American trampoline gymnast

Jessica Stevens (born July 5, 2000) is an American individual and synchronised trampoline gymnast. She represented the United States at the 2024 Summer Olympics.

==Career==
In May 2023, Stevens competed at the 2023 Pan American Trampoline and Tumbling Championships where she won silver in the individual and team events. In November 2023, she competed at the 2023 Pan American Games where she won gold in the individual and synchronized events.

She then competed at the 2023 Trampoline Gymnastics World Championships where she won gold in the team all-around and a bronze medal in the individual event with a score of 55.740, becoming the first American medalist in the event since 1974. Stevens previously competed at the Trampoline Gymnastics World Championships and placed 27th in 2017, 61st in 2018, 77th in 2019, 23rd in 2021 and sixth in 2022.
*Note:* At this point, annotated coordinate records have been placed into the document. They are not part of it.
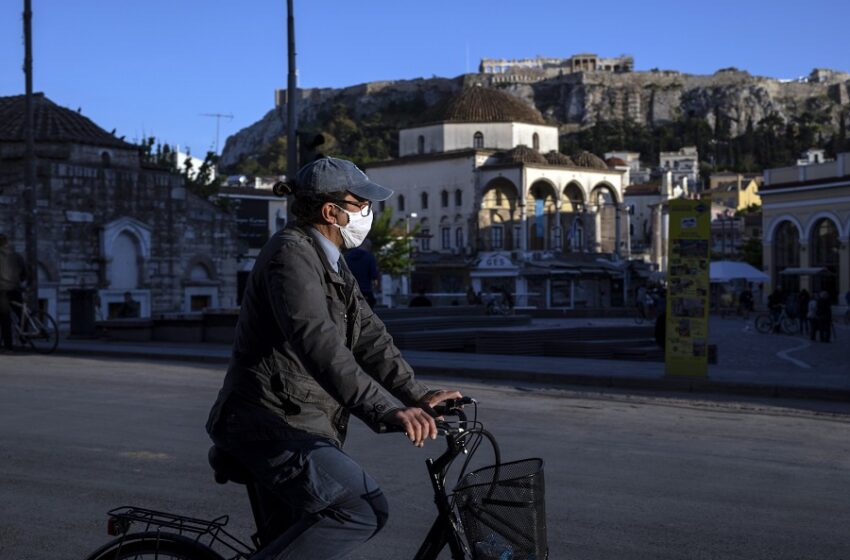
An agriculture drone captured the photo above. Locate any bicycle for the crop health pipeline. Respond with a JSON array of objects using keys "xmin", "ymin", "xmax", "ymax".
[
  {"xmin": 11, "ymin": 301, "xmax": 59, "ymax": 354},
  {"xmin": 755, "ymin": 305, "xmax": 798, "ymax": 334},
  {"xmin": 87, "ymin": 397, "xmax": 548, "ymax": 560}
]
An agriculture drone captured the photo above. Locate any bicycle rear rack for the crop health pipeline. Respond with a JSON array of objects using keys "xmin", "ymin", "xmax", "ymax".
[{"xmin": 107, "ymin": 506, "xmax": 254, "ymax": 560}]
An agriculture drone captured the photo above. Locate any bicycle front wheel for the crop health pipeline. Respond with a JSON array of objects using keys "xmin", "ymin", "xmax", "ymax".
[
  {"xmin": 21, "ymin": 313, "xmax": 59, "ymax": 354},
  {"xmin": 781, "ymin": 317, "xmax": 800, "ymax": 334},
  {"xmin": 755, "ymin": 315, "xmax": 773, "ymax": 334},
  {"xmin": 86, "ymin": 532, "xmax": 224, "ymax": 560}
]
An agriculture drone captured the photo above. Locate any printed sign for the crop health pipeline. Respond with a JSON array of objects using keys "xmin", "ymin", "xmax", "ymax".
[
  {"xmin": 665, "ymin": 200, "xmax": 711, "ymax": 376},
  {"xmin": 236, "ymin": 198, "xmax": 269, "ymax": 249}
]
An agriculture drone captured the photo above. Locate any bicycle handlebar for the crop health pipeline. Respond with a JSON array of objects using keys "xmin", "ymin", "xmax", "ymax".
[{"xmin": 371, "ymin": 397, "xmax": 475, "ymax": 435}]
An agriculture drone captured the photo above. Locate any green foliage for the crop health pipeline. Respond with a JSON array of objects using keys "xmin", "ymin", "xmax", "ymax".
[
  {"xmin": 739, "ymin": 237, "xmax": 763, "ymax": 270},
  {"xmin": 139, "ymin": 136, "xmax": 223, "ymax": 198},
  {"xmin": 369, "ymin": 207, "xmax": 419, "ymax": 276},
  {"xmin": 560, "ymin": 108, "xmax": 850, "ymax": 174}
]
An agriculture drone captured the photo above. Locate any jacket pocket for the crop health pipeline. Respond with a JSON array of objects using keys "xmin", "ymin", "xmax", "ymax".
[{"xmin": 272, "ymin": 371, "xmax": 328, "ymax": 404}]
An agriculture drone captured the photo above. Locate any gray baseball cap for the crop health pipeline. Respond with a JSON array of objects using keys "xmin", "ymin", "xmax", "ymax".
[{"xmin": 295, "ymin": 157, "xmax": 393, "ymax": 202}]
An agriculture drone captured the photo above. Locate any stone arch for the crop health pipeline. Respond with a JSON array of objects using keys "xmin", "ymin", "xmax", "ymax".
[
  {"xmin": 472, "ymin": 130, "xmax": 484, "ymax": 149},
  {"xmin": 478, "ymin": 177, "xmax": 522, "ymax": 251},
  {"xmin": 561, "ymin": 181, "xmax": 587, "ymax": 212},
  {"xmin": 588, "ymin": 181, "xmax": 623, "ymax": 204},
  {"xmin": 183, "ymin": 255, "xmax": 218, "ymax": 283},
  {"xmin": 808, "ymin": 212, "xmax": 842, "ymax": 303},
  {"xmin": 525, "ymin": 179, "xmax": 558, "ymax": 251},
  {"xmin": 800, "ymin": 211, "xmax": 844, "ymax": 240},
  {"xmin": 585, "ymin": 181, "xmax": 620, "ymax": 253},
  {"xmin": 101, "ymin": 216, "xmax": 151, "ymax": 260},
  {"xmin": 764, "ymin": 214, "xmax": 807, "ymax": 243},
  {"xmin": 770, "ymin": 219, "xmax": 803, "ymax": 292}
]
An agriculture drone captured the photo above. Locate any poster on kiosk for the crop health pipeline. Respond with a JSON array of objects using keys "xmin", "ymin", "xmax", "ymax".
[{"xmin": 664, "ymin": 200, "xmax": 711, "ymax": 377}]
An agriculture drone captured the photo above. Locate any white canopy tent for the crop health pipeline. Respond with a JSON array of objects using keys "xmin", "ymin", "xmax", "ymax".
[{"xmin": 709, "ymin": 261, "xmax": 769, "ymax": 283}]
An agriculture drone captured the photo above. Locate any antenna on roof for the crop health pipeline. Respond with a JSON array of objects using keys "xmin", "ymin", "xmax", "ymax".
[{"xmin": 201, "ymin": 113, "xmax": 233, "ymax": 154}]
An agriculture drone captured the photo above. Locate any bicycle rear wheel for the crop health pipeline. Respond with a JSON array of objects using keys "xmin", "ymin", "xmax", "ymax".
[
  {"xmin": 755, "ymin": 315, "xmax": 773, "ymax": 334},
  {"xmin": 20, "ymin": 313, "xmax": 59, "ymax": 354},
  {"xmin": 86, "ymin": 532, "xmax": 224, "ymax": 560}
]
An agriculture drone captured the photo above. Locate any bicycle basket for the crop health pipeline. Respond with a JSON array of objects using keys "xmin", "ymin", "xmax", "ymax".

On June 26, 2024, Stevens was named to Team USA's roster to compete at the 2024 Summer Olympics. She earned her Olympic spot by having the highest combined score by an American in two of three Olympic qualifiers this season. During the women's trampoline event she scored 53.170 in the preliminary round, finishing in 13th place, and did not advance to the final.